Cambiamento d’epoca
Riprendendo una delle più forti sollecitazioni del Papa, don Erio ha presentato il senso del “percorso sinodale” che anche in diocesi sta per cominciare, con l’invito a considerare anzitutto di un dato: è finita la cristianità, intesa qui non come “era costantiniana” segnata dal potere temporale della Chiesa, quanto come la più che millenaria condizione storica in cui i “valori evangelici” erano sostanzialmente condivisi (anche se talvolta non coerentemente praticati) dalla gran parte della popolazione euro-nordamericana.
Ora, prima di scegliere come reagire al cambiamento (rassegnazione, aggressività, creatività?), o ,peggio, puntare in fretta su cambiamenti strutturali (superamento del celibato dei preti, presbiterato alle donne,ecc.) che in ambito protestante non hanno certo prodotto un recupero della pratica religiosa, è bene capire la ragione primaria del cambiamento stesso.
E’ vero: le ricerche sociologiche ci hanno elencato da tempo le tante possibili cause, esterne ed interne alla Chiesa. Si sono messe in evidenza le trasformazioni economico-sociali degli ultimi secoli; si sono deplorati i ritardi imposti da un clericalismo deteriore e gli scandali di vario tipo che hanno deturpato il volto dell’istituzione ecclesiale. Fattori questi sicuramente importanti nel causare l’allontanamento di tanti credenti.

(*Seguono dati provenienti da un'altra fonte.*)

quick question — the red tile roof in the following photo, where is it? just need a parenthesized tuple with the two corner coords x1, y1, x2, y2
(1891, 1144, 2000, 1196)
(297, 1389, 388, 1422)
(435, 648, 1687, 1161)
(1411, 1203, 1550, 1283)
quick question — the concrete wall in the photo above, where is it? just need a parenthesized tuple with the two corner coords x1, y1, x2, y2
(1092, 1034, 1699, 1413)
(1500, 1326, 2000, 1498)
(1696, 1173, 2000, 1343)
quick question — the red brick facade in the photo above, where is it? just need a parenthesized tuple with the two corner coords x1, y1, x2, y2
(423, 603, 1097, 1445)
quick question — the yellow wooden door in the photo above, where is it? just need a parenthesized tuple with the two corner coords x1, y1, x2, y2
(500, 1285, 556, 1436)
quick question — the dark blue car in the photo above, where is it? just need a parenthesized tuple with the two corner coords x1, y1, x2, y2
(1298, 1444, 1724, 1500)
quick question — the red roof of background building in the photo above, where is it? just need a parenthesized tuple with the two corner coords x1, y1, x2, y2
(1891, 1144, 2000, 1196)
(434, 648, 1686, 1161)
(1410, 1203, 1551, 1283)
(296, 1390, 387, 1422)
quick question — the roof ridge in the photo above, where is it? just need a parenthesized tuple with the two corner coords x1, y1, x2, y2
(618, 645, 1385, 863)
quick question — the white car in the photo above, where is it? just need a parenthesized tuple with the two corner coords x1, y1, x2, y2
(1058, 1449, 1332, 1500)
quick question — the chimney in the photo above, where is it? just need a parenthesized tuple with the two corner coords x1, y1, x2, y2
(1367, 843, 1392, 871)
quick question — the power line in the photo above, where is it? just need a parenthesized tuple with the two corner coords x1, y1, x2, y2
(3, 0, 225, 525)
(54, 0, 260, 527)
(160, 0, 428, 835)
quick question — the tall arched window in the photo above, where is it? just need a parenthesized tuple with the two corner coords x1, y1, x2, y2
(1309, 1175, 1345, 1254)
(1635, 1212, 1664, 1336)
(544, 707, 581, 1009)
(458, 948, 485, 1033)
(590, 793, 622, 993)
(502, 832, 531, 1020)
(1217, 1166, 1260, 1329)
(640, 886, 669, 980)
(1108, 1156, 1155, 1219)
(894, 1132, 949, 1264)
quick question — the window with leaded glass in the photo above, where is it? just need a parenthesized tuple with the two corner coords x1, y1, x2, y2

A ben riflettere tuttavia il fattore principale, che ha determinato il progressivo affermarsi del processo di secolarizzazione, va individuato nella radicale nuova visione della vita e del mondo che si è diffusa da ristretti ambiti filosofici a strati sempre più vasti della popolazione, grazie anche alla potenza dei mezzi di comunicazione, che tale concezione hanno imposto come vero e proprio “pensiero unico”. Cosi è potuto anche accadere che un fisico italiano, recentemente insignito del Nobel, abbia a suo tempo promosso la campagna che impedì a papa Ratzinger di tenere una conferenza all’Università di Roma. Fulgido esempio di rispetto della libertà di pensiero e di espressione!
Si tratta di una visione della realtà totalmente “orizzontale” in cui è vero solo ciò che è constatabile sperimentalmente, quindi chiusa ad ogni trascendenza. Scienza e tecnica, ampiamente meritorie per i benefici che arrecano all’umanità, pretendono dogmaticamente di negare quella tensione che alberga nell’animo umano con la domanda di fondo sul senso della nostra vita. Ci sanno spiegare “come” è la realtà, non “perché” esistiamo e impongono il “caso” come nuovo idolo della nostra epoca. Da questa temperie ideologica si è sviluppata, più che un vero e proprio ateismo, una diffusa “indifferenza” alla dimensione religiosa, un agnosticismo che non si chiede nemmeno più se esista Dio, e vive una quotidianità liquida priva di ancoraggi e di prospettive.
Si tratta di un contesto mai conosciuto in passato. Gli evangelizzatori, dalle origini del cristianesimo in poi, si sono sempre trovati di fronte a “gentes” con un loro senso religioso e del sacro in qualunque regione del pianeta, aperte al credere, chiunque fosse il dio cui si rivolgevano con sacrifici e preghiere. Oggi nell’occidente euro-americano non è più così.
Affrontare, per il cristiano, questo clima culturale issando, a parole e in opere, soltanto i vessilli della fraternità, della pace, della giustizia e del rispetto del creato può suscitare nella gente del nostro tempo interesse e magari simpatia, ma assai difficilmente disponibilità a prendere in considerazione anche l’esistenza di un Dio-Amore che si è fatto uomo per noi, è morto in croce ed è risuscitato. In un’ottica tutta “orizzontale” Cristo, se pur storicamente è esistito, si riduce a mite e saggio filantropo.
La proposta “culturale”, che sveli i limiti di una simile ottica riduttiva e sottolinei la compatibilità di fede e ragione, non a caso rivendicata anche da Einstein, è allora il canale privilegiato e decisivo per un dialogo vero con tutti; non “blindandoci” nelle nostre certezze, come ammonisce papa Francesco, ma neppure sottovalutando il loro peso “fondante” per ogni fede autentica e per ogni feconda evangelizzazione. Questa esigenza appare tanto più cogente oggi quando la fede, sempre meno trasmessa , spesso assorbita passivamente, da una generazione all’altra come in passato, può crescere solo attraverso un cammino personale arduo e lungo.
E’ quindi da salutare con convinta adesione l’iniziativa interdiocesana “Credi tu questo?” rivolta a tutti noi. Riflettere sui “fondamenti” fornisce la carica energetica indispensabile per ogni “fare”, per ogni aprirsi all’altro, in quella luce “trascendente” senza la quale il cristianesimo non attua e non trasmette integralmente la parola del Signore.